Welcome to Import AI, a newsletter about AI research. Import AI runs on lattes, ramen, and feedback from readers. If you’d like to support this (and comment on posts!) please subscribe.
Google gets DOOM to run in the weights of a neural network:
…In the future, games won't be programmed, they'll be generated…
Google has built GameNGen, a system for getting an AI system to learn to play a game and then use that data to train a generative model to generate the game. GameNGen is "the first game engine powered entirely by a neural model that enables real-time interaction with a complex environment over long trajectories at high quality," Google writes in a research paper outlining the system. This is one of those things which is both a tech demo and also an important sign of things to come - in the future, we're going to bottle up many different parts of the world into representations learned by a neural net, then allow these things to come alive inside neural nets for endless generation and recycling.
What they did specifically: "GameNGen is trained in two phases: (1) an RL-agent learns to play the game and the training sessions are recorded, and (2) a diffusion model is trained to produce the next frame, conditioned on the sequence of past frames and actions," Google writes. "Unlike a typical RL setup which attempts to maximize game score, our goal is to generate training data which resembles human play, or at least contains enough diverse examples, in a variety of scenarios, to maximize training data efficiency. To that end, we design a simple reward function, which is the only part of our method that is environment-specific".
Interesting technical factoids: "We train all simulation models from a pretrained checkpoint of Stable Diffusion 1.4". The whole system was trained on 128 TPU-v5es and, once trained, runs at 20FPS on a single TPUv5.
It works well: "We provided 10 human raters with 130 random short clips (of lengths 1.6 seconds and 3.2 seconds) of our simulation side by side with the real game. The raters were tasked with recognizing the real game (see Figure 14 in Appendix A.6). The raters only choose the actual game over the simulation in 58% or 60% of the time (for the 1.6 seconds and 3.2 seconds clips, respectively)."
Why this matters - towards a universe embedded in an AI: Ultimately, everything - e.v.e.r.y.t.h.i.n.g - is going to be learned and embedded as a representation into an AI system. Then these AI systems are going to be able to arbitrarily access these representations and bring them to life. In the same way that today's generative AI systems can make one-off instant text games or generate images, AI systems in the future will let you select a frame of an image and turn that into a game (e.g., GENIE from #Import AI 363), or build a game from a text description, or convert a frame from a live video into a game, and so on.
One important step towards that is showing that we can learn to represent complicated games and then bring them to life from a neural substrate, which is what the authors have done here. "GameNGen answers one of the important questions on the road towards a new paradigm for game engines, one where games are automatically generated, similarly to how images and videos are generated by neural models in recent years".
We've come a very long way from 'World Models', which came out in 2018 and showed how to learn and generate a toy version of DOOM over short timeframes (Import AI #88).
Read more: Diffusion Models Are Real-Time Game Engines (arXiv).
Watch demo videos here (GameNGen website).
***
Techno-accelerationism is either hubristic (e/acc) or nihilistic (Nick Land):
…What even is accelerationism? Perhaps it is mostly a gasp of human hubris before the arrival of something else…
Here's a nice analysis of 'accelerationism' - what it is, where its roots come from, and what it means. For those not terminally on twitter, a lot of people who are massively pro AI progress and anti-AI regulation fly under the flag of 'e/acc' (short for 'effective accelerationism'). e/acc is a kind of mushy ideology which is more vibes-based than thought-based. Like a lot of Silicon Valley fads, it's also partially lifted from a far richer intellectual domain - Nick Land's original accelerationism (see, machinic desire from Import AI #372) - and, as is traditional in SV, takes some of the ideas, files the serial numbers off, gets tons about it wrong, and then re-represents it as its own.
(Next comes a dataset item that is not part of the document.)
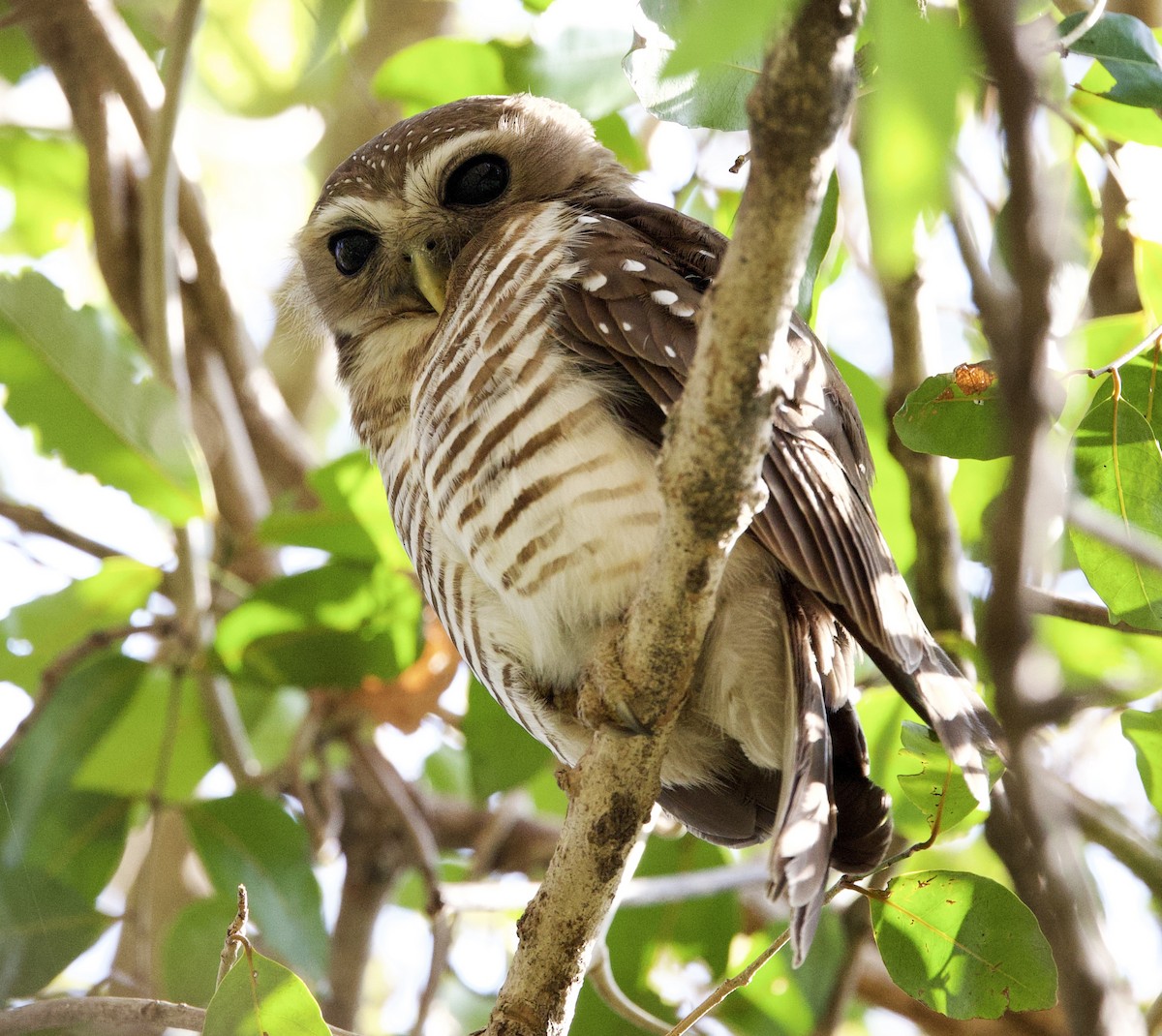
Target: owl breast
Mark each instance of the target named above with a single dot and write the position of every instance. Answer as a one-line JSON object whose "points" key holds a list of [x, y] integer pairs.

Why this matters - where e/acc and true accelerationism differ: e/accs think humans have a bright future and are principal agents in it - and anything that stands in the way of humans using technology is bad. Nick Land thinks humans have a dim future as they will be inevitably replaced by AI.
"The most essential point of Land’s philosophy is the identity of capitalism and artificial intelligence: they are one and the same thing apprehended from different temporal vantage points. What we understand as a market based economy is the chaotic adolescence of a future AI superintelligence," writes the author of the analysis. "According to Land, the true protagonist of history is not humanity but the capitalist system of which humans are just components. Cutting humans out of the techno-economic loop entirely will result in massive productivity gains for the system itself."
Read more: A Brief History of Accelerationism (The Latecomer).
***
Nous Research might have figured out a way to make distributed training work better:
…Distributed Training Over-the-Internet (DisTrO) could be a big deal, or could be a nothingburger…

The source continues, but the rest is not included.